Mira kemudian teringat dengan anak buah salah satu suaminya yang keceplosan bicara kalau Prima tak pernah lembur, ia kemudian berpikir bahwa ia harus menemuinya segera. Mencari tahu lebih dalam soal rekan-rekan suaminya, bila perlu mengundang mereka makan bersama dan mendengarkan mereka bercerita satu sama lain.
***
Berhari-hari Mira bersikap biasa pada Prima, ia menyiapkan makan, menemani Prima makan dan mengantarkannya berangkat kerja. Hari-hari yang dilaluinya tak begitu berarti dan ia lelah bersikap manis seperti itu terus menerus. Ia ingin tahu apa yang dilakukan oleh suaminya. Selama ini, sang suami juga pulang kerja selalu on time, tak pernah telat, bahkan sabtu dan minggu, ia berada di rumah bersamanya. Jika begini terus, bagaimana bisa ia menemukan bukti kalau sang suami berselingkuh dengan perempuan bernama July? Apa yang harus ia lakukan?
“Kamu kenapa, Mir?” tanya mbak Ina saat dilihatnya Mira termenung di kamar kostnya.
“Aku, aku kepikiran mas Prima, mbak,” kata Mira. Ini kali pertama ia buka suara soal apa yang dirasakannya pada orang lain, apalagi soal suaminya.
“Kenapa dengan suamimu? Dia sakit? Atau pindah kerja?” tanya mbak Ina dan Mira menggeleng.
“Aku merasa dia punya wanita lain, mbak,” kata Mira lesu, “tapi aku belum bisa membuktikannya,” kata Mira lagi.
“Kamu yakin? Kulihat dia gak pernah ninggalin kamu loh,” kata Ina heran.
“Aku pernah memergokinya masuk ke motel siang-siang dengan perempuan lain, mbak. Tapi ia tak tahu kalau aku tahu,”
“Apa?”
“Iya, aku menyaksikannya sendiri,” kata Mira.
“Selain itu?” tanya Ina.
“Aku mencium bau parfum wanita lain di pakaiannya, mbak,” kata Mira.
“Ya Tuhan, persis seperti apa yang suamiku lakukan dulu, eh, bukan, mantan suami,” kata Ina meralat ucapannya.
“Lalu apa yang mbak Ina lakukan?”
“Aku cari tahu, Mir. Dia memang sering pulang telat, gak ngasih nafkah sewajarnya, sering marah-marah pada anak-anak dan aku gak disentuhnya, akhirnya aku diam-diam membuntutinya dan menemukannya sedang berdua-duaan dengan perempuan lain di motel,” kata Ina menceritakan kisahnya.
“Aku gak tahu harus bagaimana, setiap siang mas Prima meneleponku dan aku bisa melihat dia memang di kantornya, pulang kerja juga on time, intensitas kami berhubungan juga baik dan kalau libur ia menemaniku di sini, kan?

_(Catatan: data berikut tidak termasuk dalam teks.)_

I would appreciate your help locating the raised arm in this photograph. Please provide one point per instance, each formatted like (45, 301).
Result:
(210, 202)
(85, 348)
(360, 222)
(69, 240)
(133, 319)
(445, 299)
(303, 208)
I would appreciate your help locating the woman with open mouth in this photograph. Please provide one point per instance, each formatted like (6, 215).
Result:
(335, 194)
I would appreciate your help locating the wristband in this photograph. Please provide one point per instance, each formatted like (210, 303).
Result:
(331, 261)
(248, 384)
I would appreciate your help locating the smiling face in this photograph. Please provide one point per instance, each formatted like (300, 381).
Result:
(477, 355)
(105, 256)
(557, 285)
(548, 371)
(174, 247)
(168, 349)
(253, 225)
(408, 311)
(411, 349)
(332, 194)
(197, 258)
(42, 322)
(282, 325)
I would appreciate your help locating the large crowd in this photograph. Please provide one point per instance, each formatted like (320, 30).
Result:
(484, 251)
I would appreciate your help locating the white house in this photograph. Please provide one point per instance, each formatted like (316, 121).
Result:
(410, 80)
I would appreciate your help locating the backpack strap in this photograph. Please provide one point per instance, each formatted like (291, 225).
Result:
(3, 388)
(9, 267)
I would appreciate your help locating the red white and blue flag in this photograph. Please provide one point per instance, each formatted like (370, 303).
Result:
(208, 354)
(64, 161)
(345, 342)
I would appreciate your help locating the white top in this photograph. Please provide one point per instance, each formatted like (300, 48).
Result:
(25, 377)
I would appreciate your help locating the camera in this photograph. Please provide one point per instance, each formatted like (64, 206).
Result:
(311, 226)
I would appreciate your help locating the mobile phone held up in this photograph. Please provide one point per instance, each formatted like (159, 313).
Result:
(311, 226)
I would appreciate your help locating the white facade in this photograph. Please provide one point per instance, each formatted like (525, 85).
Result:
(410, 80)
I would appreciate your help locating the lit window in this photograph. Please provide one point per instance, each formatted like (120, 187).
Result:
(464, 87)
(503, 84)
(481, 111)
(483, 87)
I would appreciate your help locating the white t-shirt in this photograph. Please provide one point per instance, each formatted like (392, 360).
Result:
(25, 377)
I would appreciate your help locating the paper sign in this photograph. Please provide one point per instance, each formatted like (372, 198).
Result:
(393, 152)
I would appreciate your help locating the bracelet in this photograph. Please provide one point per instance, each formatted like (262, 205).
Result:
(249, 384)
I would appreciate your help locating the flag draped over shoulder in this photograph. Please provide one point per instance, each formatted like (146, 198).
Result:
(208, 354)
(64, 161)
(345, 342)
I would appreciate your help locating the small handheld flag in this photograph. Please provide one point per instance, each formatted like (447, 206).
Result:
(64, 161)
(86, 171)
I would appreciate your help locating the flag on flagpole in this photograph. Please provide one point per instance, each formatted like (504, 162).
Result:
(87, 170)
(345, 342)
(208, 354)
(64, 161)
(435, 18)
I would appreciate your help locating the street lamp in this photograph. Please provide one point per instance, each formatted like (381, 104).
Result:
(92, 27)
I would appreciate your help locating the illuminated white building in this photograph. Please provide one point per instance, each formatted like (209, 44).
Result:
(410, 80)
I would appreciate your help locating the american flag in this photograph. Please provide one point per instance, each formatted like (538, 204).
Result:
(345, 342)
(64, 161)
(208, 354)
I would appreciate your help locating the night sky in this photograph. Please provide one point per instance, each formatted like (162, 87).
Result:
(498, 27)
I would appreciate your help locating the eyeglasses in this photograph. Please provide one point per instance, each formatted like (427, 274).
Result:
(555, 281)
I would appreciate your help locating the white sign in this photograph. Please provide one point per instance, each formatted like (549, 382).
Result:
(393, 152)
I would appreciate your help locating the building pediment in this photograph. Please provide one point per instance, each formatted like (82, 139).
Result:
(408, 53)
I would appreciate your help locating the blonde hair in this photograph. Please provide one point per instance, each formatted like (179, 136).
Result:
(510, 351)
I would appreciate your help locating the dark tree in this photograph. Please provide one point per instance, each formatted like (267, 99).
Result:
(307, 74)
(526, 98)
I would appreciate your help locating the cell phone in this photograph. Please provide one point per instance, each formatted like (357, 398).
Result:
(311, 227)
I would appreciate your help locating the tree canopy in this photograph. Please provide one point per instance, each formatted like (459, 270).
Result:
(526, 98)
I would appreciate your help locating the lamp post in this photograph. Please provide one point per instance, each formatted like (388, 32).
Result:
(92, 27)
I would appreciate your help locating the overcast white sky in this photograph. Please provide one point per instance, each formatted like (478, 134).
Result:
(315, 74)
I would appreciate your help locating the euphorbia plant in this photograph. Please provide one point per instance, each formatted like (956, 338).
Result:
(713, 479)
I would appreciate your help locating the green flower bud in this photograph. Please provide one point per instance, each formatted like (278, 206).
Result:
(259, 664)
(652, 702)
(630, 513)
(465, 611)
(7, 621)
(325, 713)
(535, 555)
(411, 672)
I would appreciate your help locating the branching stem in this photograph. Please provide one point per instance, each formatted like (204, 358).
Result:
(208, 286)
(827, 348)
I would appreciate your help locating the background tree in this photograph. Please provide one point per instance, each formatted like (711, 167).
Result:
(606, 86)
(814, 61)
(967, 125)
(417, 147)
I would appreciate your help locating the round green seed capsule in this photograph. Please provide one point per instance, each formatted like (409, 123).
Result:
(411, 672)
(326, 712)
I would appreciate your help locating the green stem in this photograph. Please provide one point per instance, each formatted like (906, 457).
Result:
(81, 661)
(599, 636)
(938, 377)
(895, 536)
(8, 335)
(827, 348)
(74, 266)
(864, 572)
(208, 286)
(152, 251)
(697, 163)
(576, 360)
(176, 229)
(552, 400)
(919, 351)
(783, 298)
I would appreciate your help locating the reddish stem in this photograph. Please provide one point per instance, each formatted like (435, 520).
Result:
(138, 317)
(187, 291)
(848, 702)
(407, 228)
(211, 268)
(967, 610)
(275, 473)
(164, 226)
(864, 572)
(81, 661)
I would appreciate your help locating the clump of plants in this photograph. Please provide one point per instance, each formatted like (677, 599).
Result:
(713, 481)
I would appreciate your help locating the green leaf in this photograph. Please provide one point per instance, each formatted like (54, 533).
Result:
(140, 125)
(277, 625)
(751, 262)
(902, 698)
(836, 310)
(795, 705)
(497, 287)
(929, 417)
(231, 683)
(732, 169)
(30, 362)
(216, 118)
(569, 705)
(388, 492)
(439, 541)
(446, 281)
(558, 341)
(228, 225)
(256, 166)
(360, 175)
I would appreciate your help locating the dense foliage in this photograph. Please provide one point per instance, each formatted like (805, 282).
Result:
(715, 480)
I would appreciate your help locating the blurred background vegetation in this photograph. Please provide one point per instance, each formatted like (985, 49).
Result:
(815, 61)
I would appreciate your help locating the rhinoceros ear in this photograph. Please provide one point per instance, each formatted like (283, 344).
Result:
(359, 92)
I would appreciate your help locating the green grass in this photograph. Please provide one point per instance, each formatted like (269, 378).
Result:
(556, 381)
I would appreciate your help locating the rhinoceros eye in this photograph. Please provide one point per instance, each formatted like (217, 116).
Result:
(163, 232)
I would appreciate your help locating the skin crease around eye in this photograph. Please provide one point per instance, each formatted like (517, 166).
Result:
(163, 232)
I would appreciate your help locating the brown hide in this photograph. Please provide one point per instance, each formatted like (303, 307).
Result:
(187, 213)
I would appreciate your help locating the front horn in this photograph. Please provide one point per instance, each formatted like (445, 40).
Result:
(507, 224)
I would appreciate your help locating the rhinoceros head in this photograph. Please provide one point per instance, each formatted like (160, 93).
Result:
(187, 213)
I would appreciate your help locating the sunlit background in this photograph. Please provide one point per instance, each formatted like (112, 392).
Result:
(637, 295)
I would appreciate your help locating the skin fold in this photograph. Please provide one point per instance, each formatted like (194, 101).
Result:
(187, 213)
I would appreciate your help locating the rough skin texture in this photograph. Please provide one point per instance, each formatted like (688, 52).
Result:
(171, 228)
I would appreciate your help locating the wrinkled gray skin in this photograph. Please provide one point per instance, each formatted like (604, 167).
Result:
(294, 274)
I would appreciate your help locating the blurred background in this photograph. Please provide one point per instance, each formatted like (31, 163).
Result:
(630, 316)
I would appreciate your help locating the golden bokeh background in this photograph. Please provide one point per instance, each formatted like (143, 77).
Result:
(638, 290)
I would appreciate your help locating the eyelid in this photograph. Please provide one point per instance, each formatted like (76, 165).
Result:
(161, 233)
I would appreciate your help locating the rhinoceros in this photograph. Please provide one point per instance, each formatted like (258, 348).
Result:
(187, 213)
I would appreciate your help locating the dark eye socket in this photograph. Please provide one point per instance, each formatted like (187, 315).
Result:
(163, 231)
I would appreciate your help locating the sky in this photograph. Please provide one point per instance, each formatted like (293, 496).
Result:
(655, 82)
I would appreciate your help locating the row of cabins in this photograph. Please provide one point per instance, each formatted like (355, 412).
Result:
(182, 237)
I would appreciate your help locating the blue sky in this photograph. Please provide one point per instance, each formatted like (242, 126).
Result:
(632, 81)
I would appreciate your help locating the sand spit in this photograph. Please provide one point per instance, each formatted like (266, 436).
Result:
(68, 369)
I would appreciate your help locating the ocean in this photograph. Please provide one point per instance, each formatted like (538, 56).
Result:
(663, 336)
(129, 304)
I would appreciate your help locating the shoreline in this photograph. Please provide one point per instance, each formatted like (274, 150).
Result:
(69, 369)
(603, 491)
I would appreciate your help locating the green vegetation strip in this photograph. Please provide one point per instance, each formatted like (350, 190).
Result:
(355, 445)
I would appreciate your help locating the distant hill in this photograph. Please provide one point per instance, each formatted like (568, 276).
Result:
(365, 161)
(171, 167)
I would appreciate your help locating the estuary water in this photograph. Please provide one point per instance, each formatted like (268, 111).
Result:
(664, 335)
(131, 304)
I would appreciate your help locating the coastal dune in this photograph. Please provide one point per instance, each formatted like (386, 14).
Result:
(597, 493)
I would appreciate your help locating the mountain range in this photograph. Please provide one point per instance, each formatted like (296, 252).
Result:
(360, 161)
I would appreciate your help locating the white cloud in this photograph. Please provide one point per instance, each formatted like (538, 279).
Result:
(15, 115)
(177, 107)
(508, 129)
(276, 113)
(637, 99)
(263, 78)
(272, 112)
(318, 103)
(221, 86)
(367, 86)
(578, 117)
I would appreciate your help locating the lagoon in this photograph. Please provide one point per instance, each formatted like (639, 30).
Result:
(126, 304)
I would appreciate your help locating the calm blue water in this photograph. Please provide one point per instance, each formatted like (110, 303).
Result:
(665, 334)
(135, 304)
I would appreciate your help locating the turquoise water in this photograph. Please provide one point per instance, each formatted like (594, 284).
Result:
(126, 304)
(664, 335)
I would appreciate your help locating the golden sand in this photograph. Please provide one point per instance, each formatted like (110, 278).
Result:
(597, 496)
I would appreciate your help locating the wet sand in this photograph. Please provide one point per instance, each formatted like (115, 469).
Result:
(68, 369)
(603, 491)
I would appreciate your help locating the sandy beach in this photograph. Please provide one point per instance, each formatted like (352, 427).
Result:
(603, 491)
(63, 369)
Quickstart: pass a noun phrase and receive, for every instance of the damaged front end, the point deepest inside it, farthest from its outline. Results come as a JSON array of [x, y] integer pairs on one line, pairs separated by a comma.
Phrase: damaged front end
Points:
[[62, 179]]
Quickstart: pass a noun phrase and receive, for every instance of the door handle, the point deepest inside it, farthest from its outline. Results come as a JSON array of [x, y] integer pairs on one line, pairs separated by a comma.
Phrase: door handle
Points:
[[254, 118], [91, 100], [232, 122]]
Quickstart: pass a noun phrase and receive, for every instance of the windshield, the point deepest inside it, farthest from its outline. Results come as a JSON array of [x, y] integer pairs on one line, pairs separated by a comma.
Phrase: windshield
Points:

Jadi, aku gak tahu harus bagaimana, mbak. Di sisi lain, feelingku mengatakan kalau mas Prima memang menduakanku,” kata Mira.
“Apa dia takut terjadi sesuatu padamu dan anakmu, Mir?” tanya Ina.
“Entahlah, mbak. Tapi aku bosan jika hidup seperti ini. Aku tidak suka dicurangi, mbak. Makanya aku gelisah,” kata Mira.
“Minta petunjuk, salat istikharah. Bisa jadi dugaanmu salah karena kamu sensitive saat hamil, atau bisa juga feelingmu benar. Gak ada salahnya kamu melangitkan doa, minta petunjuk,” kata Ina dan Mira mengangguk paham.
“Jika kelak mas Prima benar-benar berselingkuh, apa yang harus aku lakukan, mbak?” tanya Mira.
“Kamu akan tahu ketika semuanya terungkap, nanti,” kata Ina.